Fonctionnaires parlementaires : l'Assemblée nationale va se serrer la ceinture

Fonctionnaires parlementaires : l'Assemblée nationale va se serrer la ceinture
« Il n'y aura aucune remise en cause ni du statut, ni des rémunérations », promet François de Rugy, président de l'Assemblée nationale.

leparisien.fr, publié le lundi 25 juin 2018 à 09h15

Ne leur en déplaise, les fonctionnaires du Palais Bourbon vont, eux aussi, devoir montrer l'exemple alors que se prépare une réforme de la fonction publique parlementaire.

Après les cheminots et avant les fonctionnaires, c'est aujourd'hui le personnel de l'Assemblée nationale qui craint pour son statut. Les textes qui le régissent, vieux de plus de trente ans, viennent d'être passés au scanner par les deux secrétaires généraux, de la présidence de l'Assemblée et de la questure (le ministère des Finances de l'Assemblée).

Les conclusions, que nous avons pu consulter, augurent des bouleversements profonds d'ici à 2022, la fin de la législature : réduction d'effectifs, recours à des contractuels, externalisation de certaines missions (comprenez appel à des sociétés privées), réorganisation des corps et des carrières, révision du système des primes, mobilité interne... Une petite révolution, et une première dans l'histoire de l'institution !

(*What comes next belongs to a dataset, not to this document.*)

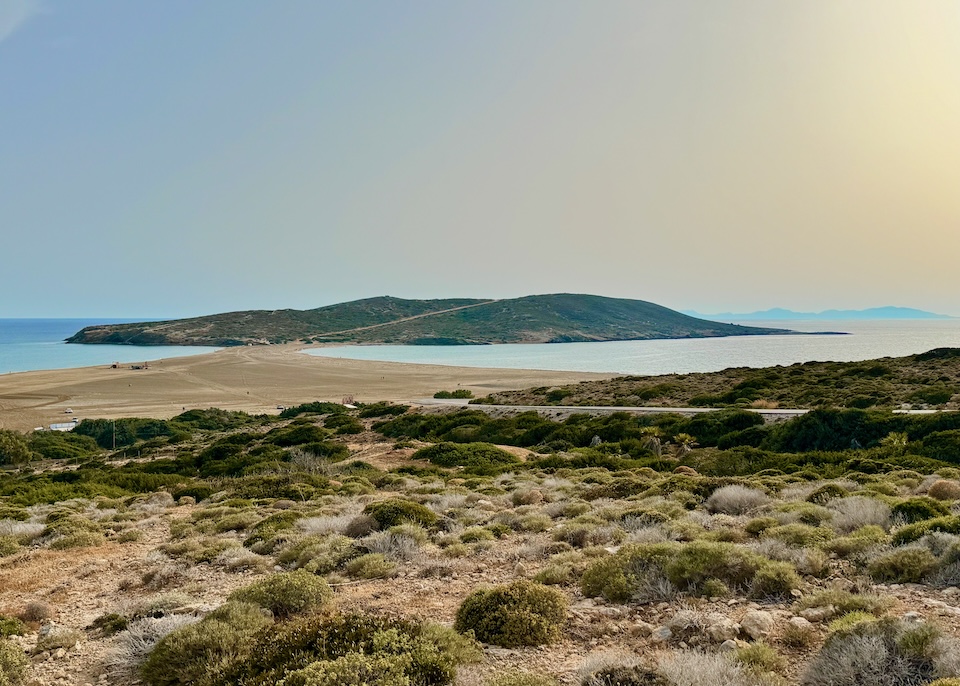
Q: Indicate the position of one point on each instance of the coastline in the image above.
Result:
(254, 379)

Meeting dans les sous-sols

De quoi inquiéter et mobiliser les fonctionnaires de l'Assemblée, des agents de la maintenance aux administrateurs les plus gradés. Meeting dans les sous-sols du Palais Bourbon, tracts, lettre aux députés... « En défendant notre statut, nous nous battons pour la qualité de la mission de service public que nous rendons », se défend un syndicaliste CGT.

Des tensions exacerbées ces derniers jours par la divulgation, à l'initiative des députés eux-mêmes, d'informations sur les salaires et le train de vie hors norme de certains hauts fonctionnaires, comme nous en avons fait état...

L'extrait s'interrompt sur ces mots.